Étant donné que le navire n'avait pas pris d'eau mystérieuse alors qu'il était amarré à Camden, il semblerait que le correctif ait fonctionné. Il a donc été décidé de calfeutrer à nouveau les quelque 18 000 pieds linéaires (5 500 mètres) de joints de plaques, comme l'avait fait la Marine en 1990. Le fabricant du produit étant mentionné dans le document, le musée a même pu obtenir le exactement le même calfeutrage utilisé par la Marine il y a 34 ans.

Vues depuis la cale sèche

Documentation pour l'avenir

En longeant la coque massive du navire, les projets que j'ai énumérés ici étaient les plus évidents, même pour un œil non averti. Mais comme je l'ai dit au début, ceci n'est pas une liste complète du travail effectué sur l'USS. New Jersey lors de sa mise en cale sèche. Il est difficile d’exagérer l’ampleur du travail de restauration accompli en si peu de temps. Il a fallu des années de planification par une équipe de personnes très dévouées pour y parvenir.

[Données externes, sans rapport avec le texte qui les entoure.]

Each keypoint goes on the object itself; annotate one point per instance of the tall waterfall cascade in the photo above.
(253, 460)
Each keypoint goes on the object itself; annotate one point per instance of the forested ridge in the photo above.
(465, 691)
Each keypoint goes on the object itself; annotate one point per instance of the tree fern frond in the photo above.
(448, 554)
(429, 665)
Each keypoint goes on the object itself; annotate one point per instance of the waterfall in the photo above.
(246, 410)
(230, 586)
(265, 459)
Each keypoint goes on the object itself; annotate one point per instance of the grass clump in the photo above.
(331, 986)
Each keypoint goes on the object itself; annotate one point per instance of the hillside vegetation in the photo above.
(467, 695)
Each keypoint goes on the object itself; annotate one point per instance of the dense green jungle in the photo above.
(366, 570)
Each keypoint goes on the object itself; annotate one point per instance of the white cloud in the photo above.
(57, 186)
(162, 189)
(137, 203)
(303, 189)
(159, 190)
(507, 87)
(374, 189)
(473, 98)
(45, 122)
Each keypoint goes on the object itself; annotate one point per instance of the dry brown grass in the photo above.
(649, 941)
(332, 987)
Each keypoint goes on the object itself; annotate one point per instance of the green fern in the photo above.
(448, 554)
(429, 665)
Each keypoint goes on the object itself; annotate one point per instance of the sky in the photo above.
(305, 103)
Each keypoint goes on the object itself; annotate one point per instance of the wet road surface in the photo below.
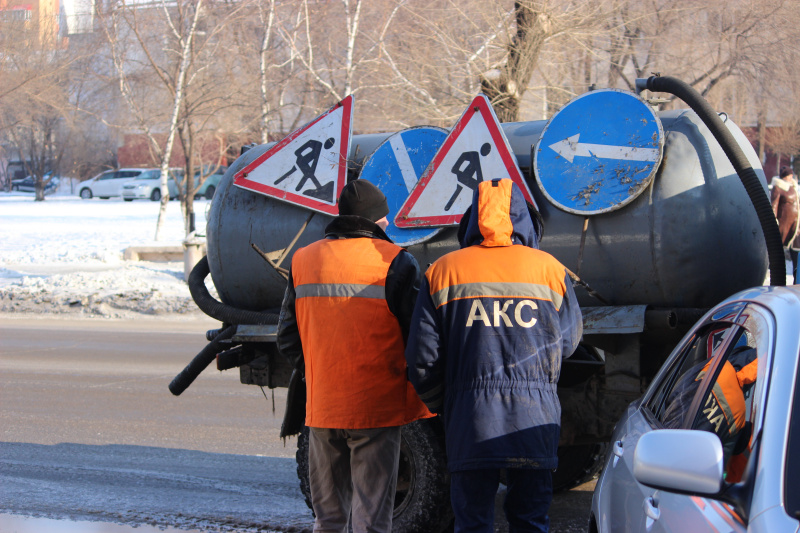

Mais vous n’êtes pas obligé de me croire sur parole. Ryan Szimanski et son équipe ont réalisé un travail incroyable en documentant l'intégralité du processus de mise en cale sèche sur la chaîne YouTube officielle du navire. Mettre toutes ces informations à la disposition du public et en tirer des leçons éclairera sans aucun doute les efforts de restauration d'autres navires-musées à l'avenir, mais même si vous n'avez pas de cuirassé dans votre jardin, cela rend le visionnement fascinant.

François Zipponi
Je suis François Zipponi, éditorialiste pour le site 10-raisons.fr. J'ai commencé ma carrière de journaliste en 2004, et j'ai travaillé pour plusieurs médias français, dont le Monde et Libération. En 2016, j'ai rejoint 10-raisons.fr, un site innovant proposant des articles sous la forme « 10 raisons de... ». En tant qu'éditorialiste, je me suis engagé à fournir un contenu original et pertinent, abordant des sujets variés tels que la politique, l'économie, les sciences, l'histoire, etc. Je m'efforce de toujours traiter les sujets de façon objective et impartiale. Mes articles sont régulièrement partagés sur les réseaux sociaux et j'interviens dans des conférences et des tables rondes autour des thèmes abordés sur 10-raisons.fr.